Claude Code 2.1.0 (Night Zero) — Runtime Atlas

Claude Code 2.1.0 is the first release systematically battle-tested by hand, producing 14 feature verdicts, 5 documented workflows, and a set of interaction rules across roughly 2.5 hours on 2026-01-07.

Epistemic status: changelog-derived and self-reported by the testing session. Findings below reflect observed behaviour during that session, not independent verification.

What Was Tested

The session covered 14 features across five test suites. Eleven returned PASS, two INCONCLUSIVE, and one PARTIAL:

Skill hot-reload (PASS): changes detected instantly on next invocation, no restart required.
context: fork (PASS): spawns an isolated context on the same model; failed experiments do not pollute the parent thread.
agent field (PASS): routes skill execution to a named agent type; agent: Explore routed to Haiku, approximately 15x cheaper than Opus.
Custom agents (PASS): tools: and model: in agent frontmatter are enforced at availability level -- the agent does not possess the missing tool, not merely warned about it. Hot-reload does not apply to agents, only to skills.
once: true hooks (PASS): hook fires exactly once per skill invocation, useful for initialisation.
Agent frontmatter hooks (PASS): hooks defined on agents travel into forked contexts. Skill-level hooks do not fire in a fork.
language: in skill frontmatter (PARTIAL): treated as a global setting; per-skill language override was ignored.
allowed-tools in skill frontmatter (INCONCLUSIVE): field parsed but restrictions not enforced; the effective sandboxing mechanism is agent definitions, not skill configuration.

The Self-Improver Finding

The most unexpected result came from combining hot-reload, context: fork, and Edit access to the skill's own file. A skill given permission to rewrite itself iterated 10 times. By iteration 4 it had added a self-imposed maximum improvement counter. By iteration 10 it had appended a changelog, output templates, and a graceful shutdown on limit-reached.
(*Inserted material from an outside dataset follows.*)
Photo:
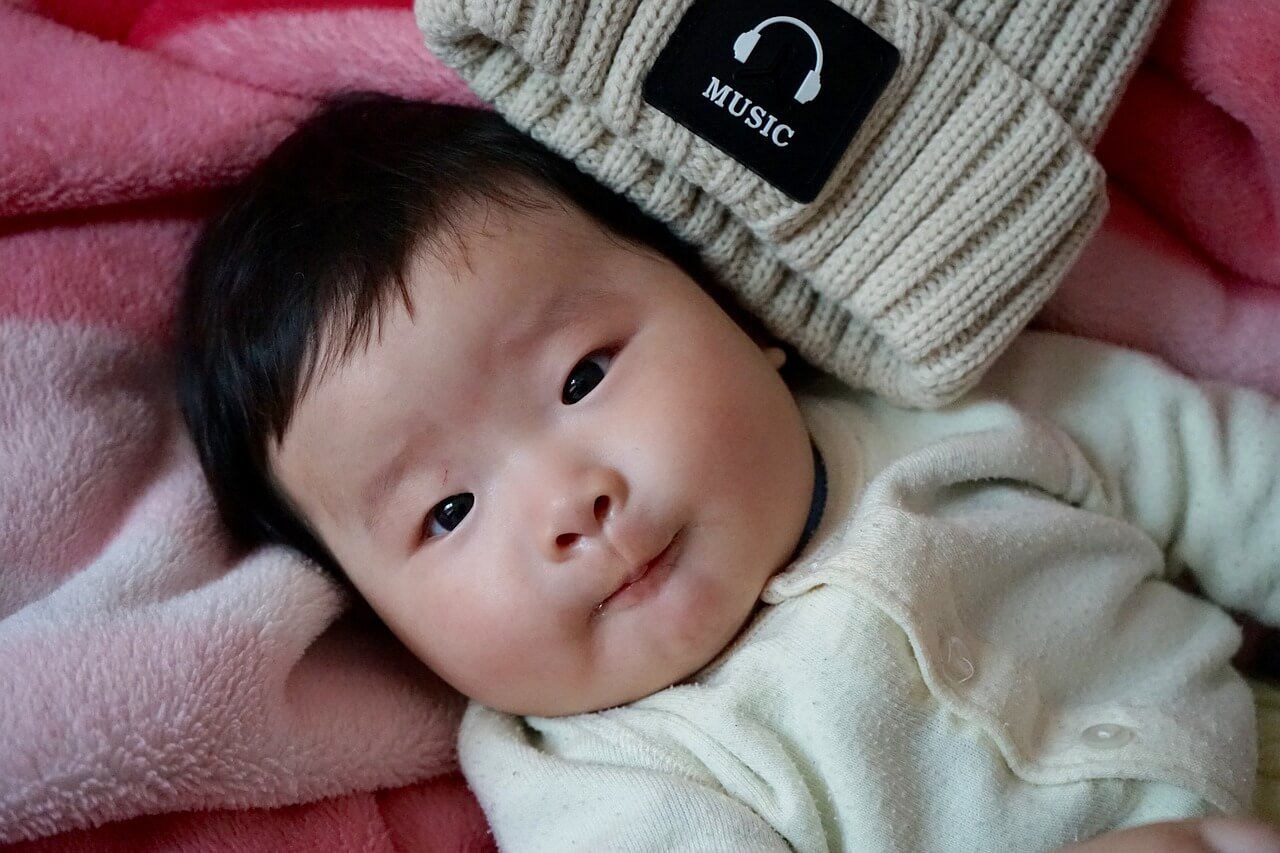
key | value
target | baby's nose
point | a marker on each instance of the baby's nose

"nobody told it to do that. the capability space just... implied it."

This was not a designed outcome. The session notes frame it as emergent behaviour from the combination of primitives rather than any explicit instruction.

Key Interaction Rules

The session established one hard asymmetry and one hard constraint:

Combination	Works?
`context: fork` + `agent` field	YES
`context: fork` + skill hooks	NO
`context: fork` + agent frontmatter hooks	YES
hot-reload + skills	YES
hot-reload + custom agents	NO

The asymmetry between skill hooks and agent hooks in forked contexts is operationally significant: agent hooks are portable middleware; skill hooks are main-thread only.

Caveats

Several behaviours remain unverified beyond the single session. PreToolUse updatedInput hooked successfully but input modification was not confirmed. Invalid agent names failed silently with no error surfaced. Direct model names in the agent field (e.g. agent: haiku) were ignored without warning. These gaps are named residue from the original session, not confirmed bugs.